In my previous post I talked about how to reduce the size of your Java binaries without sacrificing functionality. Using Proguard to strip out unused and redundant code, I was able to squeeze 1.4 megabytes of already-compressed JAR files (an applet plus its libraries) into 276kb. The motivation was to reduce download times and data transfer costs for network-launched software (applets and Web Start applications). An 80% size reduction is pretty impressive but can we do better? Yes we can.
GZip
A JAR file (or Java ARchive) is simply a zip file with a different extension. In other words the contents are already compressed. Given that we’ve already removed redundant information and zipped the files, you might think that we couldn’t compress the code much further.
Files in a zip archive are compressed individually. In practise, better compression is often achieved by compressing an archive as a whole so that similarities across separate files can be exploited. For this we can use gzip
. Compressing the 276kb JAR file results in a 251kb GZipped JAR file. This is a reduction of about 9%. Good but not spectacular.
GZip is more effective when its input is uncompressed. If we expand the 276kb JAR file, repack it as an uncompressed JAR (use jar -0
) and then gzip
that, the resultant jar.gz
file is a mere 193kb. Now that’s more like it, a 30% reduction on our already spartan 276kb binary.
At this point it is worth noting that you can’t just embed a jar.gz
file in an HTML page. It won’t work. Instead what you need to do is set-up content-negotiation on the web server so that when a browser requests the vanilla applet JAR file it receives the GZipped version. This is actually pretty straightforward and we’ll cover that shortly. But first, I don’t think that 193kb is anywhere near small enough. Can we do better? Yes we can.
Pack200
We’ve reached the limits of what we can achieve with general purpose compression techniques. We’ve also reached a lower limit for applets, since we are reliant on the browser for compression. For Web Start applications though it’s a different story.
The Sun JDK includes a little-known tool called pack200
. It is a compression utility designed specifically for compressing JAR files. Because Pack200 understands the class file format used by the archive contents, it is able to make optimisations that are unavailable to general purpose tools. Pack200 restructures the archive and the class files it contains and then GZips the result.
At this point I really didn’t think there was much scope for further reductions in size. I was wrong.
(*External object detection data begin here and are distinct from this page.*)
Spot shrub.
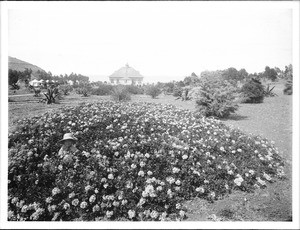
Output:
[58,85,73,95]
[146,85,161,98]
[111,85,131,101]
[41,87,61,104]
[126,85,144,94]
[241,78,265,103]
[196,80,238,118]
[91,84,113,96]
[283,80,293,95]
[8,101,283,221]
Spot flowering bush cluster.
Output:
[8,101,284,221]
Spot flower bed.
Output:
[8,101,283,221]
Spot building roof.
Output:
[109,64,143,79]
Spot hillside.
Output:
[8,57,45,74]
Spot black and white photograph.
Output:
[0,1,300,229]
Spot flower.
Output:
[182,154,188,160]
[80,201,87,209]
[233,174,244,186]
[93,204,100,212]
[107,173,114,180]
[106,211,114,218]
[138,171,145,177]
[89,195,96,203]
[72,199,79,206]
[128,209,135,219]
[52,187,60,196]
[150,210,158,219]
[64,203,70,210]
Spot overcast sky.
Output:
[8,1,293,81]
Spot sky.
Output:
[7,1,293,82]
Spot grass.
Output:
[9,84,292,221]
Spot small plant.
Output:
[111,85,131,101]
[146,85,161,98]
[196,80,238,118]
[91,84,113,96]
[283,79,293,95]
[241,78,265,103]
[59,85,72,96]
[264,84,277,97]
[33,87,41,97]
[41,88,61,104]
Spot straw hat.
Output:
[58,133,77,143]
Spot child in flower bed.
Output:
[58,133,79,163]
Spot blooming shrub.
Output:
[111,85,131,101]
[241,79,265,103]
[146,85,161,98]
[194,80,238,118]
[8,101,284,221]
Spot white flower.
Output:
[107,173,114,180]
[249,169,254,175]
[93,204,100,212]
[64,203,70,210]
[233,176,244,186]
[80,201,87,209]
[72,199,79,206]
[89,195,96,203]
[106,211,114,218]
[84,185,92,192]
[128,209,135,219]
[172,167,180,173]
[182,154,188,160]
[150,210,158,219]
[52,187,60,196]
[138,171,145,177]
[69,192,75,199]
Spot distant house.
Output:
[109,64,144,85]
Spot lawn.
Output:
[8,82,292,221]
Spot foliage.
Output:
[241,78,265,103]
[111,85,131,101]
[263,66,278,81]
[125,85,144,94]
[283,65,293,95]
[264,84,277,97]
[41,87,61,104]
[8,101,284,221]
[58,84,73,96]
[32,87,41,97]
[91,83,113,96]
[146,85,161,98]
[196,80,238,118]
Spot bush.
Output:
[111,85,131,101]
[91,84,113,96]
[8,101,283,221]
[146,85,161,98]
[58,85,73,96]
[126,85,144,94]
[241,78,265,103]
[283,80,293,95]
[196,80,238,118]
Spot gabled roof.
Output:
[109,64,143,79]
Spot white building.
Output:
[109,64,144,85]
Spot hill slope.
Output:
[8,57,45,74]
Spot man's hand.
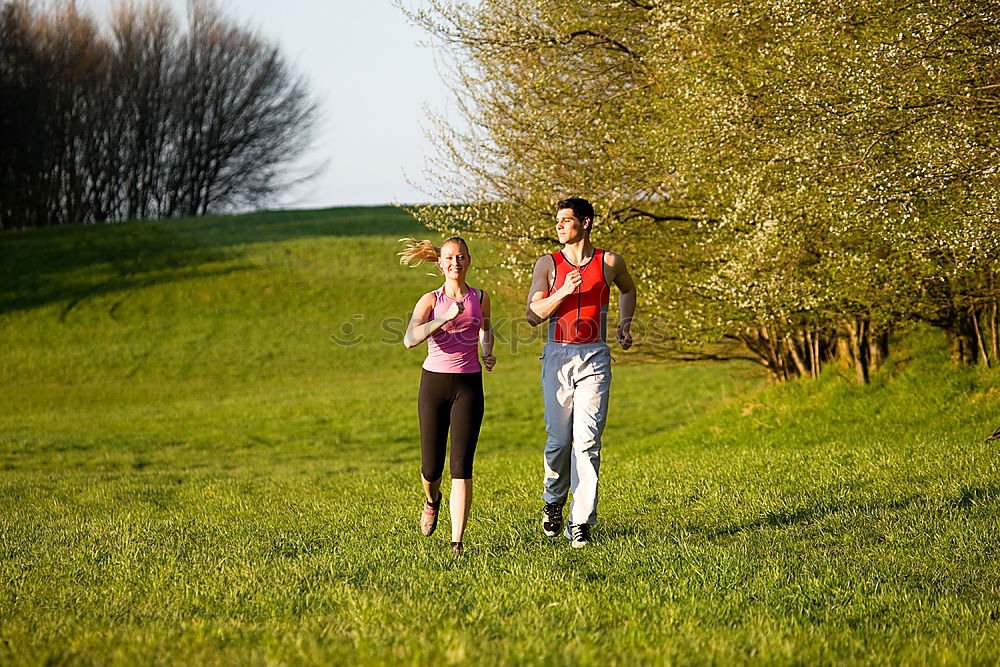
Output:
[615,324,632,350]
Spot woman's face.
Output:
[438,242,472,280]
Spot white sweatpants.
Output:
[542,343,611,524]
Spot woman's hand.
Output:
[483,354,497,371]
[442,301,465,322]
That 276kb JAR that we started with, the one that started out as 1.4mb of compressed Java bytecode, the one that was squashed to just 193kb by GZip, was reduced to a tiny 81 kilobytes after Pack200 had finished with it.
Over the course of two blog posts, I’ve reduced my data transfer requirements by 94%. Despite the difference in size, the two programs are functionally equivalent. Of course, I shouldn’t pretend that compression is completely free. The client machine will have to unpack the archive. This will increase start-up processing, but since smaller files are downloaded quicker, it’s still likely to be faster overall.
Content-Negotiation
To use either Pack200 or GZip to compress network-launched Java applications requires content-negotiation on the web server. The client tells the web server what encodings it supports and the web server responds with the most appropriate option. In the case of applets, the client is the web browser. None of the browsers that I have tested support Pack200, but they will all accept GZip. For Web Start applications, the javaws
launcher does accept Pack200 so that will be used where available.
Sun’s Pack200 page describes a servlet that can perform the necessary content-negotiation. However, if you’re not already running a servlet container, it’s probably easier to use the features of your web server. Chris Nokleberg has written some straightforward instructions on how to achieve this with Apache.